Bu içerik, KalemKahveKlavye’nin “Edebiyatta Alternatif Türlerin Yükselişi” dosyası kapsamında hazırlanmıştır. Dosyanın tamamına BURADAN ulaşabilirsiniz.
Çocuklarla yazma deneyimim üzerine konuşmam gerektiğinde kişisel tarihimin yazma hususundaki çelişkisini anlatarak söze başlıyorum genellikle. Bu çelişki kabaca şu: Çocuk yaşta yazdığım fantazya türündeki iki yetişkin romanının ardından yetişkin yaşa geldiğimde çocuklara yönelik gerçekçi eserler vermeye başlamam. En azından şimdiye dek yayımlanan çocuk kitaplarımın gerçek dünyada geçen ve toplumsal meselelere odaklanan, düşünmeyi ve felsefeyi, yani “ciddi” konuları merkeze alan eserler olduğunu söyleyebilirim. Malum, fantazya ve bilimkurgu gibi türler insanlara yeterince ciddi gelmediği için ya “ütopya/distopya” edebiyatı ve/ya sineması olarak politika, ekoloji benzeri gündemlerle ilişkilendirilip yeterince “önemsenir” ya da büyülü gerçekçilik, düşsel anlatı gibi “fantazya demeyelim de ne dersek diyelim” gibi bir yaklaşımla başka türlü sınıflandırmalara dahil edilir. Haliyle ben her ne kadar çocuklara yazdığım konuların gerçekçiliği meselesini çelişkili bir durum olarak görmesem dahi (sonuçta yazan herkes kadar, kalem oynatmayı arzu ettiğim türde –o an hangisiyse- kurguyla ilgilenme potansiyeli olan her yaştan okura seslenmek muradındayım) çocukların fantazya-severler olarak görüldüğünü ayırt ettikçe, neredeyse “stratejik bir yanlış” yaptığımı düşünür oldum. Halbuki mesele çocukların okuduğu türler meselesinden fazlası: Meselenin kendisi alternatif olanın ana akımlaşması. Elbette ki bu dosya dahilinde konunun olumlu yanları üzerine edilecek kelam çok, bense sadece çocukların tarafından, en azından onlarla paylaştıklarım kapsamında ve şimdiye kadarki gözlemlerime dayanarak konuşmaya çalışacağım. Fakat en sonunda söyleyeceğimi baştan söylemiş olayım: Alternatif türleri çocukların sevip sahiplenmesinden ziyade, alternatif türlerin yükseldiği dünyanın esas sahibi olan çocukların hakimiyeti gibi bir başka mevzu söz konusu. Geleceğin yeni kuşaklara ait olması gibi bir klişe değil bahsettiğim, bu çocukların doğdukları dijital dünyada teknolojiyle öznelleşerek varlıklarını sürdürmeleri. Bir başka deyişle, bilimkurgunun konularından biri olarak çocukluktan bahsetmek olanaklı ve gerekli.

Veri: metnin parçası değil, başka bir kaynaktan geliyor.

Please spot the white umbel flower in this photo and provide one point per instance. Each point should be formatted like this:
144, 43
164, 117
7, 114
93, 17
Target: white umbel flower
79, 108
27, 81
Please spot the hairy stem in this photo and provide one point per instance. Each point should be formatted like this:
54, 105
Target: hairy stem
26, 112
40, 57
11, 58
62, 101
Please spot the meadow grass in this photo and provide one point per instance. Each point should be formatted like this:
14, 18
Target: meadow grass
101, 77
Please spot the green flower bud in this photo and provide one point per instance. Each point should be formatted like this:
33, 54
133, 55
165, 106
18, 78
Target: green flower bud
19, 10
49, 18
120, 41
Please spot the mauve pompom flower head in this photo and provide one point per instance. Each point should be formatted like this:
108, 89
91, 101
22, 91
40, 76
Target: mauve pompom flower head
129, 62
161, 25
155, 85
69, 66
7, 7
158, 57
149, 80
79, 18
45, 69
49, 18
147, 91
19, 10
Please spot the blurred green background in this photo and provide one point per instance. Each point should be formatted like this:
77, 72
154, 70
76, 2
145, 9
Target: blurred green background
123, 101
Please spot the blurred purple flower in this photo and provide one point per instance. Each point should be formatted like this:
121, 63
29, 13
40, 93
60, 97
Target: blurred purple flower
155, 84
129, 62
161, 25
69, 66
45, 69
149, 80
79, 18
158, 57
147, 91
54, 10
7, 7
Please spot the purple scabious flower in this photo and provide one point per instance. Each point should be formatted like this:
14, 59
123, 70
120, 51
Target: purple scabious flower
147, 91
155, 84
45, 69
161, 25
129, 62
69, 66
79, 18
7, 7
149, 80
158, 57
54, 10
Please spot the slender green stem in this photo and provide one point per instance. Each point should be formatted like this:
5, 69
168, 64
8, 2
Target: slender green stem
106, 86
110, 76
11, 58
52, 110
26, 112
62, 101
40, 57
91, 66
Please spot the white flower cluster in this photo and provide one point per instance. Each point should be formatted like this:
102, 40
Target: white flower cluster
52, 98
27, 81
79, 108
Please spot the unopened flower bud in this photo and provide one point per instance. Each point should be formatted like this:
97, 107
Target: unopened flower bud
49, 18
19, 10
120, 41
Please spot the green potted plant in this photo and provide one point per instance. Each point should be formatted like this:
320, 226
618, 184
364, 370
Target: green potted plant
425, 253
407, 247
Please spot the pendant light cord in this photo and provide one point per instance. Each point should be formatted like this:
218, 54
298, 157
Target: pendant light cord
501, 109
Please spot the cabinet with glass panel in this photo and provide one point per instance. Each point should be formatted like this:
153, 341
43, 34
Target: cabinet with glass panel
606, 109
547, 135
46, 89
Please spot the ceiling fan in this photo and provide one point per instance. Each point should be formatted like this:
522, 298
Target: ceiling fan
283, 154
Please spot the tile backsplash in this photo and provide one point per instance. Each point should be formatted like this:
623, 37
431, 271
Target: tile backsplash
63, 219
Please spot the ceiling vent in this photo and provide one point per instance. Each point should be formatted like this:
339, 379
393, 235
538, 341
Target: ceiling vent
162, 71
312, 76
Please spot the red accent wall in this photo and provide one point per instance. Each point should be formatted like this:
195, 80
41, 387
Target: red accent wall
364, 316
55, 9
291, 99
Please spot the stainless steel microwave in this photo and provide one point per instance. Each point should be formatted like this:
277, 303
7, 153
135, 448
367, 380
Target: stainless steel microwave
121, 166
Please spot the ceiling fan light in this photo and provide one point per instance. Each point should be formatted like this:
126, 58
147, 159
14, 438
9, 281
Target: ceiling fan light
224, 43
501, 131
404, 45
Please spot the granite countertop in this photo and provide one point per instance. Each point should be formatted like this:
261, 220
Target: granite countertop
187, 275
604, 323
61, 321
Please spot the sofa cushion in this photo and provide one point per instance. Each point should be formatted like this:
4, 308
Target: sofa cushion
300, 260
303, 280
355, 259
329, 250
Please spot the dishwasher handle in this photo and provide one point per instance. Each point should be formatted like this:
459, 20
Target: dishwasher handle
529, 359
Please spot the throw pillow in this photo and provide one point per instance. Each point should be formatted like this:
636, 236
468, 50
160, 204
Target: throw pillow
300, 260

Önce bildiklerimiz üzerinden gidelim. Le Guin’in 1974 tarihi meşhur “Amerikalılar Ejderhalardan Neden Korkar?” makalesindeki kütüphaneci örneğinden mesela. Kendisi Tolkien’in Hobbit’ini çocuk bölümü yerine yetişkinler bölümünde tutulmasını “Ah evet, gerçeklerden kaçışın çocuklar için iyi olmadığı düşüncesindeyiz,” (Le Guin, 1999) cümlesiyle savunmaktaydı. Çocuklar gerçeklikten uzaklaşmamalıysa fantazya çocuklardan uzak tutulmalıydı, tamam, muazzam sansür mekanizması bu tarafta işleyedursun; yetişkinler tarafında neler oluyor peki? Yine aynı makaleden alıntılayalım: “Karım roman okur, benim vaktim yok,” diyen bir “çalışan erkeğimiz” var bir yanda, diğer yandaysa “Gençten o bilimkurgu denen zamazingoyu okurdum, şimdi okumuyorum tabii” cümlesini kuran koca yetişkinlerimiz de “alternatif” diye bir yere atılıp sıkıştırılmış türlerden kaçınıyorlar elbette. Sonuçta “Peri masalları çocuk işi. (Biz) gerçek dünyada yaşıyoru(z).” Velhasıl çocukların aklını karıştıran gerçek dışı şeylere yetişkinlerin ayıracak zamanı yokken yakın zamana kadar 70’lerin Amerikasından farklı bir yaklaşımla pek karşılaşmış olmadığımızı söylemek mümkün.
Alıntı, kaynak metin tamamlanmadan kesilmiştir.